Being an occasional user of Berteau in that stretch of proposed greenway, it will be nice to legally salmon the one-ways, but otherwise, who cares?  I never felt the need for "calming" or whatnot while riding it.  The advantage of Berteau is that its a sidestreet with a light at Ashland.

If I want to cut over from Lincoln to Clark I'll take something farther south.  Berteau ends at a cemetery wall which is just never a destination for me.
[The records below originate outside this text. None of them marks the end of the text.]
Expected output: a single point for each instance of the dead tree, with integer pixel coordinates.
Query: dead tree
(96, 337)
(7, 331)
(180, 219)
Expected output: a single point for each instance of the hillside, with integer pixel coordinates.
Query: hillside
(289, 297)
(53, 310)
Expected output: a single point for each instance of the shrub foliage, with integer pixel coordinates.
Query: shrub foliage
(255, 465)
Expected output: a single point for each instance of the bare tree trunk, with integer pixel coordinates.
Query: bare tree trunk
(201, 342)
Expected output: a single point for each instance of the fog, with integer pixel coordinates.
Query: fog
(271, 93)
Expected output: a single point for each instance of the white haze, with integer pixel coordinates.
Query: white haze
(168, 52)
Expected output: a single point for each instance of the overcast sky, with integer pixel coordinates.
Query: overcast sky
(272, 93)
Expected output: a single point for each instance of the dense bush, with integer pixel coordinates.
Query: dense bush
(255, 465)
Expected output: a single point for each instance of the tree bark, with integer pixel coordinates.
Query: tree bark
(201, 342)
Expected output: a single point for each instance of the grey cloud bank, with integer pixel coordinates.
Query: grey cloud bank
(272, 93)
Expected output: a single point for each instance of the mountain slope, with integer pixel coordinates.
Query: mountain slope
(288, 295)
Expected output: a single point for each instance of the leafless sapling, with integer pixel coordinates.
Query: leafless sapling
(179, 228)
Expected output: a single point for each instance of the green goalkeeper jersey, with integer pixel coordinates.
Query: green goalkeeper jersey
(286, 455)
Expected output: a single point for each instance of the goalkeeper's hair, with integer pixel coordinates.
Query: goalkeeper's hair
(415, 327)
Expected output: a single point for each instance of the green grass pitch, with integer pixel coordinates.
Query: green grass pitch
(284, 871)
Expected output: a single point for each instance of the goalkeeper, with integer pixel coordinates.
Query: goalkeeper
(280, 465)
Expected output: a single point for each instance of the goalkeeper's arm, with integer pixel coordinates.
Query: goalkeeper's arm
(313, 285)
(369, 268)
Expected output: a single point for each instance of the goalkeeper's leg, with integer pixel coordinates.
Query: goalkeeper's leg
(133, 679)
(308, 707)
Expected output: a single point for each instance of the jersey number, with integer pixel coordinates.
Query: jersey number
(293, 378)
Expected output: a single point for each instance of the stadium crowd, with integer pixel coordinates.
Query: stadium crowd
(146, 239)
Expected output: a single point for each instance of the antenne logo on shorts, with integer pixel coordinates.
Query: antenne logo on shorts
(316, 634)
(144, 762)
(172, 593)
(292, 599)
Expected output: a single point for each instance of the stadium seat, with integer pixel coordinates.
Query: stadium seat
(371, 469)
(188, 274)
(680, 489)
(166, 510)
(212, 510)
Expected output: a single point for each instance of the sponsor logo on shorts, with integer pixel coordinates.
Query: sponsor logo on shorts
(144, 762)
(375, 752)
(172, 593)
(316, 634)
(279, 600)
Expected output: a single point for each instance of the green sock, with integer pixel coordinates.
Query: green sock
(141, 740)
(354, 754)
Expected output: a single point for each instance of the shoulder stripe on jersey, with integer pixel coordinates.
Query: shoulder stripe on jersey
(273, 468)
My concern is two fold.  The first is that the "calming" really won't calm anything and make it more hazardous.  And the second is that Salmoning is a bad practice and anything which encourages it should be discouraged.  They should have had the "guts" to really Greenway Berteau.    No parking, Cul de sac's every few blocks with Bicycle cut throughs and two way the whole street.  The problem is that when you try (for the first time) a half-assed approach and it doesn't work, it won't be tried again.   Greenway's do work.   Other Cities have shown it.  But this neither fish nor fowl approach might not work.   I feel the same way about the BRT on Ashland.  BRT may well be a good alternative and should be supported... but the specific BRT devised for Ashland is a disaster waiting to happen and will set back alternate transportation many years.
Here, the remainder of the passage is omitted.